I took the day off today as a gift to myself for my birthday. Everyone should do the same. I awoke to Tony touching my shoulder, whispering "happy birthday" before he got in the shower to get ready for school. He placed my gifts next to me and waited for me to open them - sleepy-eyed and still remembering a vivid dream about my dad - which is a really great gift to get on your birthday.
After a hearty cup of coffee, and a conversation with my mom (who was the first to call me today) and a whole lot of pestering from Dovi, I laced up my sneakers and we headed to the trails for a walk.
.I had the music playing in my ears, shuffling my favorites - Springsteen, the Stones, Sofi Tukker, Houndmouth, Cage the Elephant and a little Tom Petty to make it more of a sing-a-walk-along. The trails were empty. We walked among fallen trees, bushes, briar and vines. Dovi was off leash and jumping in the pond every chance he got. Filthy Animal.
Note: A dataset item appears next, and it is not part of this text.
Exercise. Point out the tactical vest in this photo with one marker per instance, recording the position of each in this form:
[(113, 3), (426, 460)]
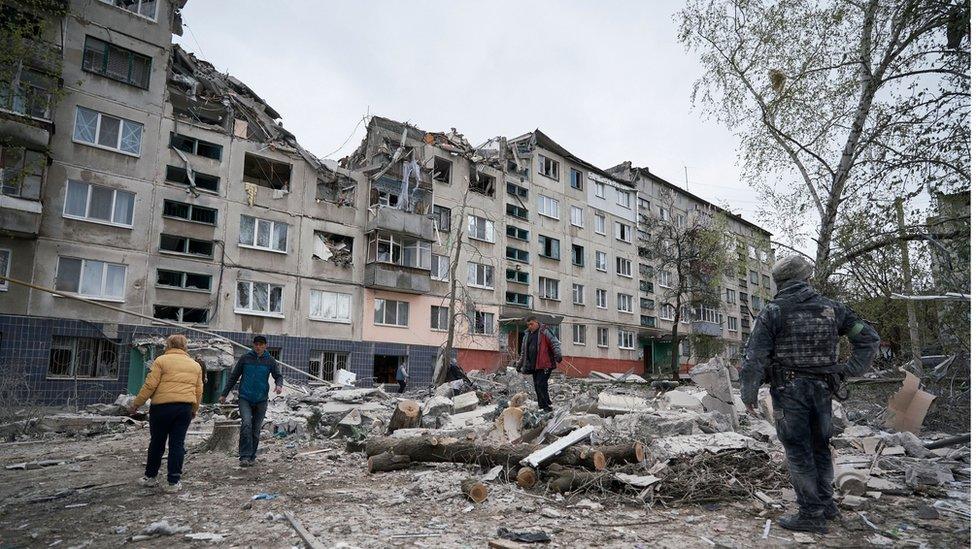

Then I saw a patch of blooming Daffodils situated in a circle amidst the leaves, vines, mud and dead branches. Very beautiful indeed. After that, I noticed all the beauty around me. Rather than the brown and gray of the winter trees, I saw birds marked with white or blue, heard the barup barup of the bullfrogs, and watched Dovi go dizzy chasing the squirrels around the trees. And two raised hands waving at me - the father and son were back to riding on the trails.
It was the first time in about two months that I didn't feel a heaviness inside. January, February and a little bit of March are tough months for me - tough for my family too. The darkness creeps inside my bones and it's tough to shake. The sun hides behind the dark clouds and it takes quite a bit of effort to feel it on my face.
Then, my birthday comes and I feel okay. I made it another year. I have my gorgeous children, the LOML to spoil me, and a whole lot of family and friends wishing me a great day.
And I have Dovi. He is nothing but a source of joy in our lives. Always happy. Love pours out of him with every movement, every look he gives and every sound he makes.
Unless he's exhausted. Like he was last night, and will be tonight. I walked 4.5 miles today. He ran, jumped, splashed and zoomed the entire time. This is what I can expect from my source of joy this evening:
Take a walk on your birthday this year, and make sure you don't go to work either. Love.